My confession on React

I must come clean on the topic of React...

It has been few years already that I've been passively hating React. Maybe because I had to work with it professionally but all my private projects that required some browser rendering I did in anything but React (Lit, Vue, Svelte, home-baked solutions etc).

However today I write a game (in JavaScript) that for rendering mixes WebGL (for the actual game) and HTML/CSS (for the UI). I want my HTML/CSS rendering to be for game engine/JavaScript (as an addition), not vice-versa (which by the way is how all browser applications should work in my opinion). And for that I need something that blends nice with the rest of the code.

I do not have build pipeline (besides TypeScript) so Svelte is out of the box.

I went with Vue (really admiring its support for no-build, althought documentation could be slightly better). It worked nice for a while but no support for TypeScript in HTML templates (which in no-build are plain strings essentially), its reactivity system which relies heavily on signals that started to leak into the rest of app (even with abstraction layer), and some more problems that I won't dive into - it all eventually lead to my frustration which is something we all should avoid.

Then for the first time I tried Lit and was pretty excited about web components it uses - initially, because after some time I remembered why I hate web components. Whoever worked with Shadow DOM knows how annoying encapsulation is. Lit also had some rough edges, and was not straightforward to integrate in a flexible way.

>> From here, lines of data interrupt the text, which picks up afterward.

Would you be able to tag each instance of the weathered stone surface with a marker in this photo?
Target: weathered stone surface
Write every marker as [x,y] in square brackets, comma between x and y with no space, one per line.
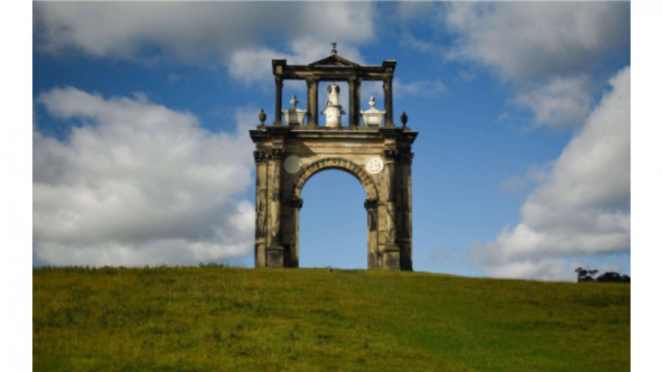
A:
[388,195]
[379,157]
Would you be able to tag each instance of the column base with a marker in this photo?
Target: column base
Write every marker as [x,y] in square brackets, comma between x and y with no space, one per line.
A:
[275,256]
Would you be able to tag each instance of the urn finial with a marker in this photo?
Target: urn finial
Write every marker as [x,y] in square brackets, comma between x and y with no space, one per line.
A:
[262,117]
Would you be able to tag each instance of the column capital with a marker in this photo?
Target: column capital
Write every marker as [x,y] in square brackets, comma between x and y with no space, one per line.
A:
[261,156]
[390,154]
[295,202]
[277,154]
[370,203]
[406,157]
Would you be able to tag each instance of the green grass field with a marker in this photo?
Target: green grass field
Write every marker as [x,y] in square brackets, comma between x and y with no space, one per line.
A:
[228,319]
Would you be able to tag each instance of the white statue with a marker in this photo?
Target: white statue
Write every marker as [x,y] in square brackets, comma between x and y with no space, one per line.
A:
[333,109]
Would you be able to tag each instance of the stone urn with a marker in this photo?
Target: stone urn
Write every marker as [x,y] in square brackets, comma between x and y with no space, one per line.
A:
[294,116]
[372,117]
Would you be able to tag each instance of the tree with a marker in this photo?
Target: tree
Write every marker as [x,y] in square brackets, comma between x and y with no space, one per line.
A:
[586,275]
[608,277]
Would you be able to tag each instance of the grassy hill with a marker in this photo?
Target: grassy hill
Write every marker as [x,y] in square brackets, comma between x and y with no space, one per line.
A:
[225,319]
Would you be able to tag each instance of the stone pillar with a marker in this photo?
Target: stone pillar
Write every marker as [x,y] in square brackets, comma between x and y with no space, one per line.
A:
[352,104]
[404,219]
[371,206]
[295,203]
[391,251]
[312,83]
[275,248]
[262,207]
[278,80]
[388,102]
[358,101]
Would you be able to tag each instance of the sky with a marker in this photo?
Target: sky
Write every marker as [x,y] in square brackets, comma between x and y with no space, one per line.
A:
[141,112]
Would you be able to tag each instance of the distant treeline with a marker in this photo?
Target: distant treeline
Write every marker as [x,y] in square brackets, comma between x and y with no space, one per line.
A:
[607,277]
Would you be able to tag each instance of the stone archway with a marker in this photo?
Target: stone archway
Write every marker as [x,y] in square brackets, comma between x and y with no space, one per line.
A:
[340,164]
[371,192]
[378,155]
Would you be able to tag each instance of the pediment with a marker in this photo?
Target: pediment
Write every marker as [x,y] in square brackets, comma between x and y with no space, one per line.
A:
[334,60]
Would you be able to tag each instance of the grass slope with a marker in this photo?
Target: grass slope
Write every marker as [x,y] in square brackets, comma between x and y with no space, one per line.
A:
[221,319]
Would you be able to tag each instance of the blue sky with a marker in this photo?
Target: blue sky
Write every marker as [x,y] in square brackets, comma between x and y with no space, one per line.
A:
[522,165]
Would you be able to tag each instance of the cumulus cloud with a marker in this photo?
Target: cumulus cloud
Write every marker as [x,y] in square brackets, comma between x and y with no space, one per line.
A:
[137,183]
[546,51]
[416,88]
[250,65]
[229,32]
[581,208]
[522,40]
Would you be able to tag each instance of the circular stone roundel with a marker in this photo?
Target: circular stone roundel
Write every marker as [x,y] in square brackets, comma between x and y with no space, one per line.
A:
[374,165]
[292,164]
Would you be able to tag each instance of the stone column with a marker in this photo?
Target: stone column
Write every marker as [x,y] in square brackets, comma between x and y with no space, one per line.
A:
[388,102]
[275,248]
[358,101]
[295,203]
[391,251]
[278,80]
[262,207]
[371,206]
[352,104]
[312,83]
[404,219]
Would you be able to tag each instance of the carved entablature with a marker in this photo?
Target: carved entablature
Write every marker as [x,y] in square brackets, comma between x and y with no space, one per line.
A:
[261,156]
[310,80]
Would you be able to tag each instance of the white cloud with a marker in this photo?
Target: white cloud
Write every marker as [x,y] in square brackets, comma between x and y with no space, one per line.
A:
[253,65]
[539,38]
[417,88]
[547,50]
[582,207]
[194,32]
[560,102]
[138,183]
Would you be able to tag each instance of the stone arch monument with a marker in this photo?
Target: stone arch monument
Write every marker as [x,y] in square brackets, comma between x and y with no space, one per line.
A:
[378,154]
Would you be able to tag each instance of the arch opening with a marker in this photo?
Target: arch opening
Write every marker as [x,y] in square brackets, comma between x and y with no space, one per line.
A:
[333,221]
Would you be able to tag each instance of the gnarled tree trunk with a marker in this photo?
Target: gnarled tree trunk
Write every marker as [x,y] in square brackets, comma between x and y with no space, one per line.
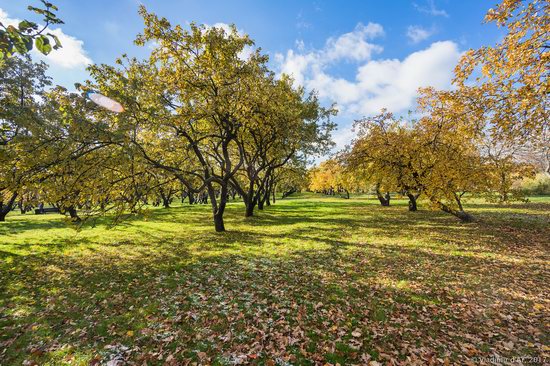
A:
[7,207]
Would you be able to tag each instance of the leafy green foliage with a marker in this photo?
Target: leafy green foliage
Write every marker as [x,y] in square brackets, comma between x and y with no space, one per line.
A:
[27,34]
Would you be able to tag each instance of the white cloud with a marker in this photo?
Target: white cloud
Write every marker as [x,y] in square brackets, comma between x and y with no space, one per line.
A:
[71,56]
[431,9]
[247,50]
[67,64]
[418,34]
[376,84]
[352,46]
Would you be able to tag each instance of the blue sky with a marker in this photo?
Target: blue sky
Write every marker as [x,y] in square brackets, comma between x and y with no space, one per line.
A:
[363,55]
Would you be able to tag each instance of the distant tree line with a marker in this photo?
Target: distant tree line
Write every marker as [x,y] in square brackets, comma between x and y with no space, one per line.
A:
[478,139]
[201,121]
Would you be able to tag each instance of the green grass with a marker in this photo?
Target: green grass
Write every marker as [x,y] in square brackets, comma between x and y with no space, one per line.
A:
[307,281]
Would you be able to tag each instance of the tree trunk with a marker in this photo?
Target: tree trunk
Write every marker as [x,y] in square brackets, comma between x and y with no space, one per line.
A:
[384,199]
[261,200]
[5,209]
[218,209]
[412,202]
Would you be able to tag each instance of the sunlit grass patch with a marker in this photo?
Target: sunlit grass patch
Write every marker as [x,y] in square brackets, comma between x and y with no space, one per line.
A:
[310,279]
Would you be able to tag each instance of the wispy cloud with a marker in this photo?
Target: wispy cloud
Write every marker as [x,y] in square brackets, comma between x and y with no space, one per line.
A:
[431,9]
[417,34]
[71,56]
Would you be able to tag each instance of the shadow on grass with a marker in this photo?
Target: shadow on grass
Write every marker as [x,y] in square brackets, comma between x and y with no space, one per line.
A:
[341,265]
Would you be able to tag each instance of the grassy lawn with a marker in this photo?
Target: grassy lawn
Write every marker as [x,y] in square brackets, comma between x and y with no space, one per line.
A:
[311,280]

Finally, after a lot of research on possible libraries and founding nothing useful for my use-case I thought about React. It came to me that it checks all the boxes: is minimal, is easy to integrate with any existing system, and due to fortunate TypeScript support for JSX React doesn't need build pipeline.

Maybe I was not hating React, but hating React devs who often overengineered things, created mess in codebase and so on. The library itself (or Preact that I actually used) is not bad. It does what is supposed to do, and nothing more (which is probably why people often have problem with harnessing it). And I like it.